Zizi berpikir, cinta Adi pada dirinya tidaklah sebesar cintanya kepada Adi. Malah, pernah terlintas di benaknya, dulu mereka jadian gara-gara Adi sulit menghindar karena terus-terusan didekati olehnya. Sering dikirimi makanan, minta ditemani ke pameran buku, sengaja membaca buku yang disenangi Adi, menonton film kesukaannya, berusaha tahu semua soal Adi, supaya pembicaraan mereka bisa nyambung. Pernah pula Zizi berpikir, Adi hanya membiasakan diri dengan keberadaannya di sisi Adi, makanya, wajar kalau Adi menghargainya, lantaran telah membuat Adi nyaman. Pikirnya pula, tidak sedikit toh, dari para Cowok di luar sana, yang rela memacari seoang Cewek bukan berdasarkan cinta, namun karena mendapatkan rasa nyaman kala berada di sisi cewek itu? Nah, Zizi pikir, Adi salah satunya.

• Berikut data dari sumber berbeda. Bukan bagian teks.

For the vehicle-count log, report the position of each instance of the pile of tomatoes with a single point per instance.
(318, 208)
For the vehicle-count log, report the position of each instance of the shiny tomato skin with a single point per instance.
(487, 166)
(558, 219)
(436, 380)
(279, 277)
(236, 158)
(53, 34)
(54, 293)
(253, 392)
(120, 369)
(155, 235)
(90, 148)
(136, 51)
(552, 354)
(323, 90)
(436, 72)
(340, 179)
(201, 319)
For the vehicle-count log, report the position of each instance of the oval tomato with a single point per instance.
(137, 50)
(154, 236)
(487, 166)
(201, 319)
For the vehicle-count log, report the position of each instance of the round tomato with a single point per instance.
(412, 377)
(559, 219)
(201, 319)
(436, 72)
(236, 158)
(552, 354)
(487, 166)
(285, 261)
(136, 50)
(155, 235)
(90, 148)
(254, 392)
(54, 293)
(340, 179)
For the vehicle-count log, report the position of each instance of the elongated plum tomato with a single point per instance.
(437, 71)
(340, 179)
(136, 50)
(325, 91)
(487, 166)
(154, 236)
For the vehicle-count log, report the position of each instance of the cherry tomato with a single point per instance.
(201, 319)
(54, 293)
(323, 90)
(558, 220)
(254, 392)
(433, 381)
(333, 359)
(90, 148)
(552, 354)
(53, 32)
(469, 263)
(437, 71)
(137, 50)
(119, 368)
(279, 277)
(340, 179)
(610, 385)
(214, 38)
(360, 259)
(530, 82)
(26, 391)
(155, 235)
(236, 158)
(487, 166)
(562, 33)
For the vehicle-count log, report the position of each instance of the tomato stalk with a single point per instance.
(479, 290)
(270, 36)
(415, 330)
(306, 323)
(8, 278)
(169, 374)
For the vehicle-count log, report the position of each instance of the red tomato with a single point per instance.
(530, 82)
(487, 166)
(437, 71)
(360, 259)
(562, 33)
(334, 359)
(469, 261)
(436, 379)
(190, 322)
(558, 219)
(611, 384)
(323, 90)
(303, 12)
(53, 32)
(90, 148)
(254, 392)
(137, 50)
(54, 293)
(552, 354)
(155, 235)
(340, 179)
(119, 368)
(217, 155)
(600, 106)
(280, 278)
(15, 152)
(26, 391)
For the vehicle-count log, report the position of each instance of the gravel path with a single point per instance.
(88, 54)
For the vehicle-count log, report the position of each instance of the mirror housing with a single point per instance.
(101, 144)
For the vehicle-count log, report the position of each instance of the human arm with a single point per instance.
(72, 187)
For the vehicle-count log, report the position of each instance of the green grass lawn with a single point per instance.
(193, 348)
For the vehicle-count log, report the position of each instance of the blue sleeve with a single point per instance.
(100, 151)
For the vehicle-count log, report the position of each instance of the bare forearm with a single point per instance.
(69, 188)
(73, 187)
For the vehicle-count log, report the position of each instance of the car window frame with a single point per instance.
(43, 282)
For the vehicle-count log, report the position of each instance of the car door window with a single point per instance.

‘Ternyata, aku keliru. Barusan tadi, duh, cara Adi menatapku, sungguh membuat perasaan tersanjungku mencapai level tertinggi. Terlebih, penuturan Adi bahwa aku sudah berulang kali membahayakan Adi, namun dia memilih bertahan dengan hubungan kami, dan malah berusaha menjaga perasaanku. Nyata benar, itu bukan sabar dan baik semata, melainkan cinta!’ kata Zizi dalam hati.
Menyadari demikian besar Adi mencintainya, Zizi menyesal, sempat menuduh Adi dan Ryn saling ketemuan di belakangnya. Penyesalan yang menyadarkannya untuk bersyukur, mempunyai kekasih sebaik Adi. Zizi yakin, bila bukan Adi, tetapi Cowok lain yang menjadi pacarnya, tentulah dia sudah ditinggal kemarin-kemarin itu, minimal, ada pertengkaran super hebat di antara mereka berdua.
“Terima dulu tuh, teleponnya. Supirnya sudah dekat sini, mungkin,” ucapan Adi mengusik Zizi.
“Oh, iya. Ini, ada sms masuk. Sudah di parkiran café, katanya,” jawab Zizi sedikit tersipu.
“Ayo, aku antarkan kamu keluar, Zi,” kata Adi pula. Dilambaikannya tangannya pada seorang pelayan, meminta bon pembelian dan membayarnya.